Sua versão dos fatos é muito diferente do que apontam as investigações. Em uma carta escrita no ano passado em uma penitenciária brasileira, enquanto o Supremo decidia sobre a extradição, o colombiano insistiu em que Nancy Mestre se suicidou. “Fui ao banheiro e, depois de alguns minutos, ouvi um tiro. Saí imediatamente e a vi no chão, com muito sangue e um revólver ao seu lado”, narra na carta. Apesar de os peritos terem encontrado pólvora na mão esquerda de Nancy, algo a que Saade se apega, a hipótese de suicídio foi descartada. “A investigação tem imprecisões grotescas”, refuta Oliveira. Se a intenção era assassiná-la, continua, “não teria levado sua companheira ao hospital”. O advogado lamenta que seu cliente não tenha tido a oportunidade de se defender. Não a teve porque sumiu aquela noite.
A sentença rebate sua versão. Nancy não se suicidou. A pólvora foi achada na mão contrária à têmpora por onde a bala entrou, o que a teria obrigado a um movimento improvável para tirar a própria vida. Entretanto foi estuprada, tinha golpes nos braços, nas coxas e na zona vaginal, e restos de pele nas unhas, sinal de que tentou se defender. Da casa de Saade, foi levada à clínica em uma caminhonete da família, nua e envolta num lençol. Em seguida Jaime fugiu.

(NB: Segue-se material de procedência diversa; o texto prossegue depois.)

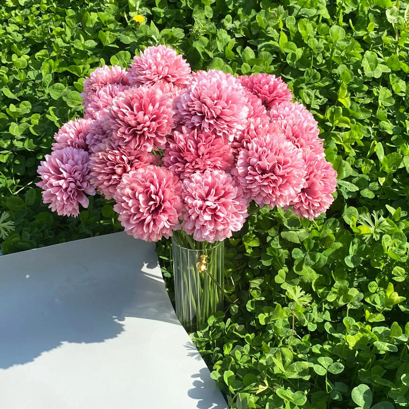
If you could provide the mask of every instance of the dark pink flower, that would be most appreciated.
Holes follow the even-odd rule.
[[[196,172],[183,181],[182,229],[198,241],[230,237],[243,226],[247,202],[232,176],[220,170]]]
[[[296,146],[313,151],[324,157],[322,139],[312,114],[298,102],[284,102],[268,112],[271,121],[282,130],[285,137]]]
[[[172,100],[155,87],[124,91],[112,101],[112,141],[132,150],[164,149],[172,126]]]
[[[89,77],[84,81],[84,88],[81,94],[84,105],[86,107],[92,95],[108,84],[129,85],[129,80],[126,70],[119,65],[112,65],[112,68],[104,65],[91,73]]]
[[[334,201],[331,193],[336,188],[337,174],[330,163],[313,152],[305,151],[304,157],[307,165],[305,183],[290,206],[296,214],[312,219],[328,209]]]
[[[257,137],[242,148],[234,170],[245,194],[258,204],[288,205],[305,181],[302,151],[280,137]]]
[[[54,134],[56,142],[52,144],[52,150],[58,150],[72,146],[78,149],[87,150],[86,135],[92,119],[76,118],[61,126],[60,130]]]
[[[104,115],[105,109],[112,105],[112,100],[129,87],[118,84],[108,84],[92,94],[84,109],[84,118],[98,119]]]
[[[106,142],[112,137],[110,116],[107,108],[103,114],[96,119],[89,126],[86,135],[86,144],[90,152],[95,152],[101,143]]]
[[[180,229],[181,186],[170,171],[149,165],[126,173],[113,207],[125,231],[135,239],[157,241]]]
[[[141,166],[156,163],[152,153],[115,149],[104,144],[90,156],[89,168],[93,184],[106,199],[112,199],[122,176]]]
[[[253,74],[240,77],[243,86],[258,97],[267,107],[275,106],[292,100],[291,90],[281,77],[267,74]]]
[[[135,56],[128,75],[133,85],[152,85],[167,82],[175,86],[186,86],[190,80],[191,70],[189,63],[171,47],[166,46],[148,47]]]
[[[88,207],[86,194],[93,195],[95,190],[89,183],[88,155],[82,149],[72,146],[46,155],[38,167],[41,180],[37,186],[42,190],[44,203],[57,214],[78,216],[79,205]]]
[[[180,125],[217,133],[229,141],[244,127],[247,103],[240,81],[214,70],[196,73],[190,86],[175,99]]]
[[[229,170],[233,166],[233,155],[222,138],[183,127],[181,132],[174,132],[162,160],[166,167],[184,179],[197,171]]]

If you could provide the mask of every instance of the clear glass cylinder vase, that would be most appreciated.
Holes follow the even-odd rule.
[[[224,243],[196,241],[183,232],[172,238],[176,314],[188,332],[207,325],[223,308]]]

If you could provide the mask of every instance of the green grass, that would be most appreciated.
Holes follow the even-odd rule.
[[[237,301],[192,337],[232,408],[407,407],[407,10],[390,0],[3,2],[2,251],[121,229],[112,203],[97,196],[79,218],[59,217],[34,185],[54,132],[82,115],[93,69],[162,43],[194,70],[281,75],[319,122],[335,200],[312,222],[251,216],[225,243]],[[169,278],[169,243],[157,248]]]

O advogado do condenado afirma que “não há mais possibilidades de que ele seja extraditado, nem sequer expulso ou deportado pelas autoridades”. Ou seja: prevê que Jaime poderá continuar vivendo tranquilo como Henrique, aos seus 58 anos, em Belo Horizonte. O próprio Governo colombiano considera difícil outro cenário. “O tratado de extradição vigente entre a Colômbia e o Brasil prevê que uma vez negada a extradição de um indivíduo, não poderá ser solicitada novamente a entrega pelo mesmo fato”, disse o ministério colombiano de Relações Exteriores ao jornal El Heraldo, de Barranquilla, em março deste ano.

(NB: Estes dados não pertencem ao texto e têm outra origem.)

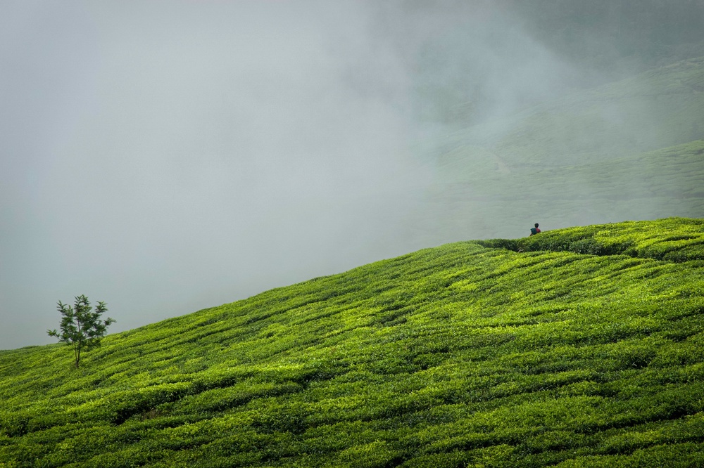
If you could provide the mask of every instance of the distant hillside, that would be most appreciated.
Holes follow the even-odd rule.
[[[691,59],[419,141],[435,183],[408,230],[449,242],[704,216],[703,91]]]
[[[0,466],[701,466],[704,220],[426,249],[71,360],[0,351]]]

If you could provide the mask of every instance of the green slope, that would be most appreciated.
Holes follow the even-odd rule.
[[[435,179],[408,232],[427,245],[704,216],[703,91],[692,59],[418,143]]]
[[[704,220],[421,250],[0,352],[0,466],[704,464]],[[119,320],[119,316],[117,317]]]

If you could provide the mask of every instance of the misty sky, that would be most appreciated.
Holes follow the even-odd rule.
[[[568,70],[487,2],[406,4],[2,2],[0,349],[82,294],[119,332],[462,240],[403,228],[424,44],[473,26],[486,115]]]

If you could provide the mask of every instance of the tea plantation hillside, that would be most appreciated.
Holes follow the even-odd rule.
[[[704,220],[420,250],[82,363],[0,352],[0,467],[702,466]]]

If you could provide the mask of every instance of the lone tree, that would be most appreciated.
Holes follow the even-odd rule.
[[[74,306],[58,301],[57,308],[61,313],[61,332],[48,330],[50,337],[56,337],[58,341],[73,346],[76,368],[81,361],[81,351],[100,346],[100,339],[105,336],[108,325],[115,322],[108,317],[104,321],[100,316],[108,311],[104,302],[98,302],[95,311],[92,311],[90,302],[84,295],[75,298]]]

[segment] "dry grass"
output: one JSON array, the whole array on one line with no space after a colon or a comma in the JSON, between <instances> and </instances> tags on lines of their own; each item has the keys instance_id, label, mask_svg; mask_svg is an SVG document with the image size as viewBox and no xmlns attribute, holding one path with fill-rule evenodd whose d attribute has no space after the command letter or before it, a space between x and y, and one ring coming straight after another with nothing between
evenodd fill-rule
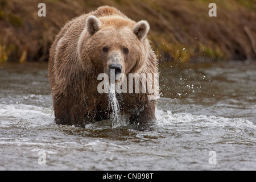
<instances>
[{"instance_id":1,"label":"dry grass","mask_svg":"<svg viewBox=\"0 0 256 182\"><path fill-rule=\"evenodd\" d=\"M162 60L256 59L255 0L1 0L0 63L47 60L48 49L68 20L102 5L150 24L150 39ZM39 17L38 5L46 5Z\"/></svg>"}]
</instances>

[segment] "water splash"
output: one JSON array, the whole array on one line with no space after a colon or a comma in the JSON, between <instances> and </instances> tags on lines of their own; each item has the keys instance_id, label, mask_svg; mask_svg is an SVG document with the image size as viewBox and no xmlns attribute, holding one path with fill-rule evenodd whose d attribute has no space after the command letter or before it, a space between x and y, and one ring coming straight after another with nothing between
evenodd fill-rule
<instances>
[{"instance_id":1,"label":"water splash","mask_svg":"<svg viewBox=\"0 0 256 182\"><path fill-rule=\"evenodd\" d=\"M114 83L110 84L109 91L109 109L111 106L113 111L112 114L114 115L114 119L112 122L112 127L114 128L117 127L117 125L121 120L120 107L115 95L115 84Z\"/></svg>"}]
</instances>

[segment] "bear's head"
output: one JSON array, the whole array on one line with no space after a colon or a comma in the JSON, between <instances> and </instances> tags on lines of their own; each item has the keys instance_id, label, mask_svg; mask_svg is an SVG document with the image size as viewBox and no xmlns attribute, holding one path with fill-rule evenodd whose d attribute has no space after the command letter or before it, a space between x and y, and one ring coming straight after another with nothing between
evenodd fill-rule
<instances>
[{"instance_id":1,"label":"bear's head","mask_svg":"<svg viewBox=\"0 0 256 182\"><path fill-rule=\"evenodd\" d=\"M79 59L82 63L90 61L97 72L106 73L109 78L113 70L115 76L139 73L147 60L149 29L145 20L89 16L79 40Z\"/></svg>"}]
</instances>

Mestre não admite isso. Nem cogita. O escritório de advocacia internacional Quinn Emanuel Sullivan & Urquhart LLP, com sede em Washington, lidera os esforços junto aos advogados brasileiros da família para continuar procurando instrumentos e fazer que a justiça chegue antes do final da pena. Ao conhecer a sentença, o pai escreveu uma carta aos membros do STF, que difundiu na imprensa local com o título de “Um assassino colombiano anda à solta no Brasil”, mas não obteve resposta.
— E se afinal conseguir, o que faria?
— Procurar uma forma de fazê-lo falar. Eu só quero saber por quê. Eu saí à porta e disse a ele: “Cuide dela por mim”. Veja como ele cuidou.